Ladrón que roba a ladrón
The makers of Ladrón que roba a ladrón, director Joe Menendez and writer JoJo Henrickson, and/or its publicists seem not to want to offer us an English translation of its title, which is literally: “the thief who steals from a thief. . .” It is the first part of a Spanish proverb which ends, “. . . will receive 100 years of pardon.” I might have suggested as an accompanying translation the English (and therefore Purgatory-free) proverb, “Set a thief to catch a thief,” but that the cumbersomeness of the Spanish for an English-speaking audience seems deliberate. And provocative. It is rather in the spirit of the Latino character in the film who tells a monoglot Americano, in English, “Hey, you’re in America! Learn Spanish, a-hole!”
The political dimension of what is otherwise a not-too-bad heist movie is on display elsewhere as well. The premiss on which it is based is that immigrants are invisible. Not only English-speaking Americans but even their fellow Latinos who have been here for a while and who have been successful, don’t see them as they perform the menial and ill-paid tasks in which we (mostly) employ them. Therefore, if you want to rob a rich Latino businessman who keeps all his money in a vault in his house — being from Argentina, he doesn’t trust banks — all you have to do is to recruit some ordinary immigrantes to pose as servants and infiltrate his high-security estate. It seems a doubtful enough proposition to me, but let that go. Our enjoyment as we watch the plot unfold is no more affected by its probability of success than is usually the case in such caper movies.
There is, however, an extra layer of enjoyment intended for us in the fact that the main plotters, Alejandro (Fernando Colunga) and Emilio (Miguel Varoni), though self-confessed thieves, live by a code that their victim, Moctesuma Valdez (Saúl Lisazo), has violated. A former associate and friend of Emilio, Moctesuma — whose real name is Claudio Silvestrini — has built up a business empire by selling dud patent medicines to gullible immigrants. The honor among these thieves is that “you don’t steal from your own.”
“I remember when Claudio Silvestrini had ethics,” Emilio reproaches him.

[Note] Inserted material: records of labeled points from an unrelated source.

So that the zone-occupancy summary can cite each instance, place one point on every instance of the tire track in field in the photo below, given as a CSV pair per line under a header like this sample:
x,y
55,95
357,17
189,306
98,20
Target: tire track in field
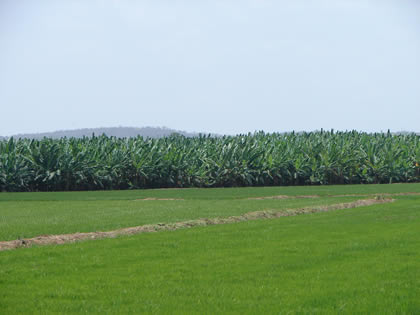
x,y
255,215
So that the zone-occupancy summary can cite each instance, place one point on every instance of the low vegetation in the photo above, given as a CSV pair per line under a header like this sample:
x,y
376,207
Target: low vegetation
x,y
352,261
245,160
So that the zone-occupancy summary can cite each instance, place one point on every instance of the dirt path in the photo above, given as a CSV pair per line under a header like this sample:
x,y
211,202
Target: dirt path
x,y
265,214
343,195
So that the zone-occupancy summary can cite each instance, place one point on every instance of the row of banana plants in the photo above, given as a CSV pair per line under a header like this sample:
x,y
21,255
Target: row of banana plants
x,y
257,159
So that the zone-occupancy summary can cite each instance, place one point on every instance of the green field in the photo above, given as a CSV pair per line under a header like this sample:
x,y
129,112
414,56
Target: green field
x,y
361,260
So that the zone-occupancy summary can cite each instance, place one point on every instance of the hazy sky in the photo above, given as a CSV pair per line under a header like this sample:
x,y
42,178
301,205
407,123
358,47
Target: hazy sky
x,y
215,66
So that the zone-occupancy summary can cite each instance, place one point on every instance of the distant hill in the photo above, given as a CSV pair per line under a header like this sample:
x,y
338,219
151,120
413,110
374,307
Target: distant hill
x,y
120,132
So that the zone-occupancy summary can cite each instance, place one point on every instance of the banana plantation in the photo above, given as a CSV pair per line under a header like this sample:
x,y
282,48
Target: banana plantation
x,y
317,158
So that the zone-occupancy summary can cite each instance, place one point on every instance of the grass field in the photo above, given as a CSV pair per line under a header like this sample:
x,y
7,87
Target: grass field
x,y
361,260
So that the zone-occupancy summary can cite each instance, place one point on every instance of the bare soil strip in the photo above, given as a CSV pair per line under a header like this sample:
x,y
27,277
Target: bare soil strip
x,y
379,194
344,195
256,215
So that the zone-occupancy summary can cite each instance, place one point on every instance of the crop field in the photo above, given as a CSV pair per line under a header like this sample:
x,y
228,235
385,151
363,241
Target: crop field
x,y
258,159
313,249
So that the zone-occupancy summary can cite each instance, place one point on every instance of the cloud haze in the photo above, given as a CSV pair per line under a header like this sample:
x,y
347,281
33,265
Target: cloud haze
x,y
215,66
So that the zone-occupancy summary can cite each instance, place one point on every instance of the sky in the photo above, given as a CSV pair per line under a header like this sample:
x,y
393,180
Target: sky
x,y
216,66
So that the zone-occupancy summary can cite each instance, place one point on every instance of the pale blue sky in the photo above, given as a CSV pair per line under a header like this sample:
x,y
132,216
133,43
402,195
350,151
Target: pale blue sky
x,y
215,66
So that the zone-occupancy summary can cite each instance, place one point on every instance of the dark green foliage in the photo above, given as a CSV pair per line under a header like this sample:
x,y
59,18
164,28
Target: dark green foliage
x,y
244,160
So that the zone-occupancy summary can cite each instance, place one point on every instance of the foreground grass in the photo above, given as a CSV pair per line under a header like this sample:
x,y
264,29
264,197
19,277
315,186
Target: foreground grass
x,y
363,260
24,215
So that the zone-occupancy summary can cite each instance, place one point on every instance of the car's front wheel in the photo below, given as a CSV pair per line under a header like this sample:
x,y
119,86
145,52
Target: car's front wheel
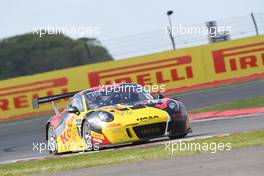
x,y
52,141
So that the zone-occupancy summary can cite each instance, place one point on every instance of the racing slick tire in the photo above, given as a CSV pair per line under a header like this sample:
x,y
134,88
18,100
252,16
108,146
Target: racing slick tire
x,y
178,136
52,141
87,137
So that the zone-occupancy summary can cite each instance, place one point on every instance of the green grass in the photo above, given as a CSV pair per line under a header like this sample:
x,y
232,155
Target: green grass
x,y
240,104
248,139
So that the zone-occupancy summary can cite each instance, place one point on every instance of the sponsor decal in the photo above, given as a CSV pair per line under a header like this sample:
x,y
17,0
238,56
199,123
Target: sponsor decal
x,y
162,71
113,125
20,96
239,58
97,135
67,133
147,118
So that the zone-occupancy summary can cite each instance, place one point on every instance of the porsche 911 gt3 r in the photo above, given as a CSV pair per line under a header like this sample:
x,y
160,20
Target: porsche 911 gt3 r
x,y
115,114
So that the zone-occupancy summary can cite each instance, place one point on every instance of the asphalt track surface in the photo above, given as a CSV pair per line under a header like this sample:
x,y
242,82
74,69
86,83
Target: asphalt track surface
x,y
17,138
242,162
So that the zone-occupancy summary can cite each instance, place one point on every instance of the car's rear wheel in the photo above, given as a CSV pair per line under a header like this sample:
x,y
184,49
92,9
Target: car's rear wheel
x,y
141,142
87,137
178,136
52,141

“That’s why I left the team,” the new-minted Moctesuma replies.
Of course, the implication is that, if he were stealing from those of us who haven’t the good fortune to be Latino, it would be OK, and Moctesuma could be allowed to go about his fraudulent business in peace. As it is, we see what a bad guy he is, what cool guys Alejandro and Emilio are, and what sympathetic strivers are the ordinary immigrants they choose to help them, and we are meant to say to such Robin Hoods, Viva La Revolución!
Alejandro, when he’s not robbing rich patent medicine salesmen, sells pirated videos on street corners. I thought as I watched that it was unlikely such a man could be a hero of a commercially produced movie, even one of left-wing sentiments, given how concerned the movie business is about piracy. I kept expecting him to turn out to be another villain.
Whether or not he does, I’ll let you find out for yourselves, but there is a much more piquant irony in that, at the very end, Alejandro explains to Emilio how he chose the immigrantes who would be the “crew” for their heist. “By the movies they bought from me. They all liked the ones where the thieves triumph in the end.” In this respect at least, the immigrants are already assimilated into American culture. Thieves who triumph in the end have been a staple of American movies almost since the abolition of the Hays Code in the mid-1960s, which prohibited showing people profiting from crime. Yet, superimposed upon the routine prison-fantasy, there is in Ladron, also a rather Hispanic sounding moralism that would not have been cool enough for the makers of Ocean’s Eleven and the plethora of similar trashy heist flicks.
Not only are Alejandro and Emilio highly moralistic when it comes to stealing from their fellow immigrants — just how highly, you have to wait to the end to find out — but Emilio, at least, even seems to have religion. At one point he offers up a comic prayer that is, nevertheless, meant to be touching: “O Lord, I have broken the fifth. . .[pause]. . . the third. . .[longer pause] — one of your commandments. Again. But you know my heart is in the right place.” He also asks Moctesuma if there’s one of the Seven Deadly Sins he hasn’t committed. “Sloth,” his former friend replies with a smile. Admittedly, it’s not much to pin a hope on, but maybe Hollywood, if it ever really notices the immigrants in our midst, will learn from them once again to treat big-time larceny as if it raised moral as well as logistical problems.